There are many things that might be examined. For example, the bill proposes an amendment to the Youth Criminal Justice Act that would allow judges to authorize the publication of the names of youth found guilty of violent offences. This is problematic for a number of reasons. Criminal records for crimes people committed as youth normally “disappear” after a certain number of years of crime-free living, a policy that allows people to move on with their lives without being stigmatized for something stupid they did in their youth.
The bill says that an order allowing the publication of the name is part of the sentence and, as such, is appealable, but the fact is, the government’s change in the law would allow the publication of the young offender’s name immediately after the order was made. This exacerbates an existing flaw in the law: The names of youths sentenced as adults can be, and are, published within minutes of the judge’s decision to impose an adult sentence, even though that, too, can be appealed. In an internet world, it is meaningless – and dishonest – to say that this part of the sentence can be appealed if the name has already been published. The more logical approach would be to delay the publication of the name until all appeals have been dealt with. The Senate could easily propose this change without challenging the government’s fundamental right to make bad laws. At the very least, a change like this would turn a dishonest bad law into an honest bad law.

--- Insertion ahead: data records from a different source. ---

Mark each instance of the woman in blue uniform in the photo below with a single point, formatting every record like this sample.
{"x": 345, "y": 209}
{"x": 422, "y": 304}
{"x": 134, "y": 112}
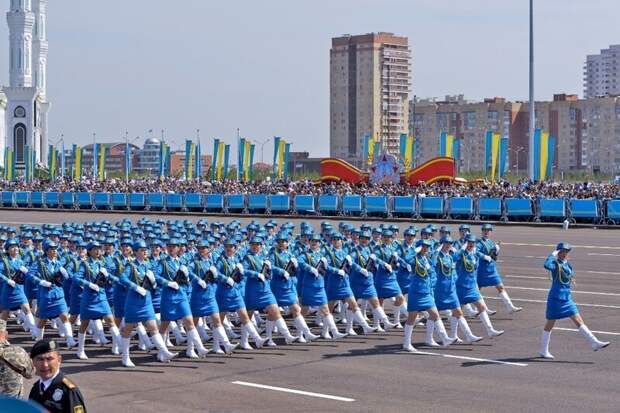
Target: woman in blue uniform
{"x": 93, "y": 277}
{"x": 313, "y": 293}
{"x": 338, "y": 287}
{"x": 47, "y": 272}
{"x": 260, "y": 276}
{"x": 202, "y": 300}
{"x": 467, "y": 260}
{"x": 12, "y": 276}
{"x": 488, "y": 276}
{"x": 175, "y": 278}
{"x": 139, "y": 280}
{"x": 446, "y": 296}
{"x": 421, "y": 298}
{"x": 362, "y": 280}
{"x": 560, "y": 302}
{"x": 230, "y": 292}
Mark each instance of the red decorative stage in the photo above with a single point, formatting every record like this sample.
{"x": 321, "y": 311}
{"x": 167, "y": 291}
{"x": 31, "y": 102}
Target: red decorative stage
{"x": 435, "y": 170}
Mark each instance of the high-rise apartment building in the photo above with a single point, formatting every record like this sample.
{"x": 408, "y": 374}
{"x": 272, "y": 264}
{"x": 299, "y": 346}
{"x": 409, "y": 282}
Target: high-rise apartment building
{"x": 370, "y": 81}
{"x": 601, "y": 75}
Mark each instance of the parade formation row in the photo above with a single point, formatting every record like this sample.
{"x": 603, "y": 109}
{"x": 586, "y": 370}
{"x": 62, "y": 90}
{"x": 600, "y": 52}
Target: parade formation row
{"x": 157, "y": 279}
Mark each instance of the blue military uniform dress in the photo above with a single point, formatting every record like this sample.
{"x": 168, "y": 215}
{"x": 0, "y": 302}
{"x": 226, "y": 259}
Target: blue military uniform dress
{"x": 174, "y": 303}
{"x": 258, "y": 293}
{"x": 94, "y": 304}
{"x": 202, "y": 300}
{"x": 362, "y": 286}
{"x": 284, "y": 289}
{"x": 50, "y": 300}
{"x": 467, "y": 273}
{"x": 138, "y": 308}
{"x": 488, "y": 276}
{"x": 12, "y": 298}
{"x": 560, "y": 302}
{"x": 445, "y": 289}
{"x": 420, "y": 296}
{"x": 313, "y": 292}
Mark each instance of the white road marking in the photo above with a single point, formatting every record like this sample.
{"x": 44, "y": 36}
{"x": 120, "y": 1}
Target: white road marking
{"x": 523, "y": 244}
{"x": 546, "y": 289}
{"x": 597, "y": 332}
{"x": 303, "y": 393}
{"x": 603, "y": 272}
{"x": 507, "y": 363}
{"x": 616, "y": 307}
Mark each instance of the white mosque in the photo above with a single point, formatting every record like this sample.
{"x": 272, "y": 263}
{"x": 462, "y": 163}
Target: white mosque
{"x": 23, "y": 104}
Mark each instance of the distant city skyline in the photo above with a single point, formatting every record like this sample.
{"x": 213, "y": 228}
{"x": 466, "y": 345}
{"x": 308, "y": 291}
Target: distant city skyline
{"x": 264, "y": 67}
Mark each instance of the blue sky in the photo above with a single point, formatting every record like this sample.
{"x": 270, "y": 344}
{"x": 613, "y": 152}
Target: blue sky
{"x": 263, "y": 66}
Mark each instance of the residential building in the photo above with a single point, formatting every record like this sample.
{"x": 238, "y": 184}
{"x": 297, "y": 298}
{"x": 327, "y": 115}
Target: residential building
{"x": 370, "y": 82}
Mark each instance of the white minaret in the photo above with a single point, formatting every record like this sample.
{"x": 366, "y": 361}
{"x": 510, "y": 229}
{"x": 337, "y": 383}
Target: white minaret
{"x": 27, "y": 106}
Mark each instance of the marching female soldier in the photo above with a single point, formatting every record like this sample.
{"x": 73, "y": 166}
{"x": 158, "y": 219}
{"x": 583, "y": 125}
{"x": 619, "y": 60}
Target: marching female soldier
{"x": 93, "y": 276}
{"x": 202, "y": 300}
{"x": 467, "y": 261}
{"x": 47, "y": 272}
{"x": 12, "y": 275}
{"x": 230, "y": 292}
{"x": 313, "y": 293}
{"x": 362, "y": 280}
{"x": 140, "y": 281}
{"x": 445, "y": 294}
{"x": 260, "y": 276}
{"x": 174, "y": 277}
{"x": 338, "y": 287}
{"x": 560, "y": 302}
{"x": 488, "y": 276}
{"x": 421, "y": 298}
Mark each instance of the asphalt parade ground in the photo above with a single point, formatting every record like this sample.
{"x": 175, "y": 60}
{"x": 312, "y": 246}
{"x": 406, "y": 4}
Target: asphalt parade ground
{"x": 371, "y": 373}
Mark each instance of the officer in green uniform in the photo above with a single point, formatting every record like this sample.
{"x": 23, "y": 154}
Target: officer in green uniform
{"x": 54, "y": 391}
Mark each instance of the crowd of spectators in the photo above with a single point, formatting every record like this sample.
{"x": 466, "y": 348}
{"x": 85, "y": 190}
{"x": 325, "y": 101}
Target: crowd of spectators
{"x": 478, "y": 189}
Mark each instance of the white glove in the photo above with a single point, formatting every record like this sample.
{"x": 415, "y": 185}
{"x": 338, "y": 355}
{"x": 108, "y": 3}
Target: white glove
{"x": 150, "y": 276}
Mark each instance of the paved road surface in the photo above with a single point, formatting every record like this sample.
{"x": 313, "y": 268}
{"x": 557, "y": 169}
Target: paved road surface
{"x": 370, "y": 373}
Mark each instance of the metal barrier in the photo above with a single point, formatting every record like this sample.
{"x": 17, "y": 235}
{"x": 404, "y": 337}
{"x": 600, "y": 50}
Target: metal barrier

Similarly, the government has decided to “tighten up” on pardons – a program that has been in place in Canada since 1970. Pardons, soon to be called “record suspensions,” ensure that people who have offended, but lived crime-free for a designated period, can be given the opportunity to fully integrate into Canadian society and obtain jobs that otherwise might be unavailable to them as former offenders. Bill C-10 proposes restricting the types of offenders who are eligible for pardons, and increasing the amount of time that a person has to wait after serving a sentence before being granted a pardon.
There’s nothing wrong with changing the rules and perhaps making it more difficult for certain people to obtain record suspensions. However, given what we know about people’s patterns of offending over time, the proposed changes are crude. Over 400,000 Canadians have received pardons since 1970, and it is estimated that fewer than four per cent of them reoffended (and therefore had their criminal records reinstated). Under Bill C-10, a 50-year-old person who served three two-year sentences when he was in his 20s for breaking into homes would be unable to obtain a record suspension even though he might have lived an exemplary life for the last 20 years. This probably does not reflect the overall goal of this section of Bill C-10. It does make sense to have different waiting periods for different offences (and perhaps patterns of offences and ages of offenders), but in this area, the government seems to have gone into the Criminal Records Act with a blunt instrument rather than with careful thought.
The government does have the power and authority to make laws that will cost us millions of dollars and will, if anything, increase rather than decrease crime. The things I’ve mentioned here are just a few examples of the failings of a bill that is riddled with flaws. But there is still something that can be done to improve the situation. The Senate, if it is interested, could examine this 104-page law and fix certain things that need fixing, even if it did not challenge the overall thrust of the bill. For those of us who are worried about encouraging an unelected legislative body to use its power to overturn legislation passed by the House of Commons, this may be the best we can hope for.